Ankara'daki arkadaşlarımız, ‘‘Cheney'e verilen bilgi notu, eski ABD Başkanı Bill Clinton'ın iki yıl önce Meclis'teki konuşmasında Türkçe cümleler kullanmasının ve Atatürk'ün sözlerinden alıntılar yapmasının sırrını da açığa çıkarmış oldu’’ diyorlar.

Önce belirtelim:

ABD'nin Ankara Büyükelçiliği eğer Bay Cheney'e böyle bir bilgi notu vermemiş olsa, herhalde ‘‘Elçiliğin görevini tam yapmadığı’’ söylenebilirdi.

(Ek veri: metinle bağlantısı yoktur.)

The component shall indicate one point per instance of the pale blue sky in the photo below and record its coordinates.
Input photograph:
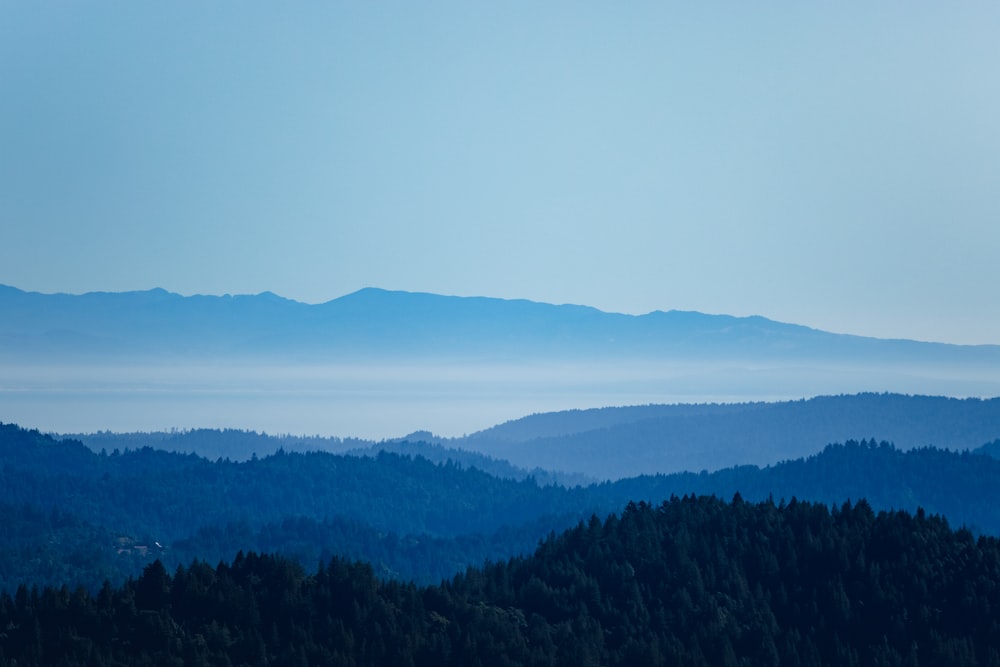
(831, 164)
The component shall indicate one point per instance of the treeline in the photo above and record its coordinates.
(616, 443)
(76, 517)
(693, 581)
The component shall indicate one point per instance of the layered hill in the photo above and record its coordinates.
(612, 443)
(375, 323)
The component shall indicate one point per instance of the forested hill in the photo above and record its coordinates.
(75, 516)
(694, 581)
(611, 443)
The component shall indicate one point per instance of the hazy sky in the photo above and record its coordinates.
(830, 164)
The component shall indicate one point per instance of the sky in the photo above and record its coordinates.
(829, 164)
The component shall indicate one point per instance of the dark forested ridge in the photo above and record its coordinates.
(75, 516)
(694, 581)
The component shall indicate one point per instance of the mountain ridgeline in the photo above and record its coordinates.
(577, 446)
(374, 324)
(74, 516)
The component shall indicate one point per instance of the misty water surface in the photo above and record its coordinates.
(384, 401)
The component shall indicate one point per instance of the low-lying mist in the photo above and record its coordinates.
(377, 401)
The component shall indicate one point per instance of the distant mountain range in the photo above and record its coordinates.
(385, 325)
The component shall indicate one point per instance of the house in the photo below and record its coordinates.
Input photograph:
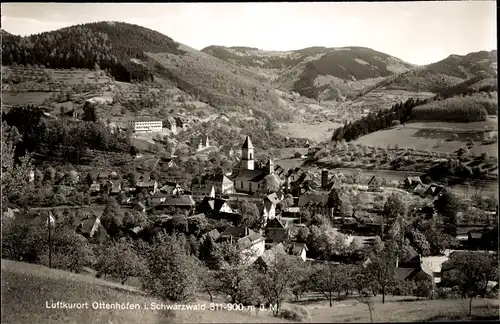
(373, 184)
(222, 184)
(214, 234)
(150, 186)
(169, 161)
(200, 191)
(268, 257)
(203, 143)
(419, 189)
(276, 232)
(147, 125)
(139, 206)
(156, 199)
(213, 206)
(434, 191)
(136, 231)
(116, 188)
(316, 203)
(413, 269)
(95, 188)
(245, 177)
(251, 244)
(184, 202)
(170, 124)
(269, 206)
(91, 227)
(411, 182)
(172, 188)
(103, 176)
(300, 250)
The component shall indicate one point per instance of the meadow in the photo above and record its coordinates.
(26, 288)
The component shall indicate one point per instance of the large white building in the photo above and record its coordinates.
(147, 126)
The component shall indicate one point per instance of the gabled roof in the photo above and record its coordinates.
(180, 200)
(373, 180)
(87, 223)
(202, 188)
(251, 175)
(273, 198)
(248, 143)
(269, 256)
(274, 223)
(238, 232)
(277, 234)
(312, 200)
(403, 273)
(214, 234)
(298, 247)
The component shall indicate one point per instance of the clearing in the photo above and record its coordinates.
(313, 132)
(26, 288)
(432, 137)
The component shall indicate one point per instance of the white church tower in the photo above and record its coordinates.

Kaldı ki sadece Bay Cheney'e değil, herhangi bir lidere (hatta yurtiçi gezilerinde parti genel başkanlarına da) böyle gideceği yere varmadan önce bilgi verilir, yörenin övülecek tarafları anlatılır, değinilecek sorunlar ve çözüm yolları da öneri olarak sunulur. Gerisi o liderin ferasetine kalır. Beceri sahibiyse o konuları çok iyi biliyormuş, üzerinde uzun süre çalışmış, çözümler üretmiş gibi görünür, puan toplar. Yeterince beceri sahibi değilse biraz ‘‘Fransız’’ kalır.

Kısaca biz ‘‘Bilgi Notu’’nun verilmesinde değil, tuhaflığı kendimizde görüyoruz:

Gerçekten sevgili milletimiz dışarıdan bir yabancı gelince bizimle ilgili iyi bir şeyler söyleyecek mi söylemeyecek mi diye ağzına bakar. Aslı olsun olmasın, iyi bir şeyler söylediğine ilişkin haberleri okuyunca yahut öğrenince bayılır, ‘‘İşte bir dostumuz daha var’’ havalarına girer.

Bu düpedüz kolektif bir aşağılık kompleksi sorunumuz olduğunu gösterir, gelenlerin Türkiye'yi sevdiğini, bizim ne kadar aslan ne kadar kaplan olduğumuzu bir bakışta anladığını filan değil...

İçi boş, ama ambalajı güzel laflarla bizi -deyimi hoş görün- gaza getirirler. Bir bakarsınız, ‘‘21'inci asrın en umut veren ülkeleri’’ listesinin başına gelmişiz. Ertesi gün ‘‘Büyüyen 10 Pazar’’ (10 Emerging Markets) içinde sayılmışız. Söyleneni de irdelemeyiz. Örneğin neden ‘‘pazar’’ oluyoruz da ‘‘üreten ülke’’ kategorisine girmiyoruz, demeyiz. Övüyormuş gibi görünürken aslında bizi yerdiklerini görmezden geliriz.

Biz ‘‘Aslan Türkler! Dünyaya kahramanlık dersi verdiler’’ dedirtmek için 1950-53 arasında Kore'de 1000'den fazla evladığımızı toprağa gömüp gelmiş bir milletiz.

İyi de bu kadar saf olmaya mecbur muyuz?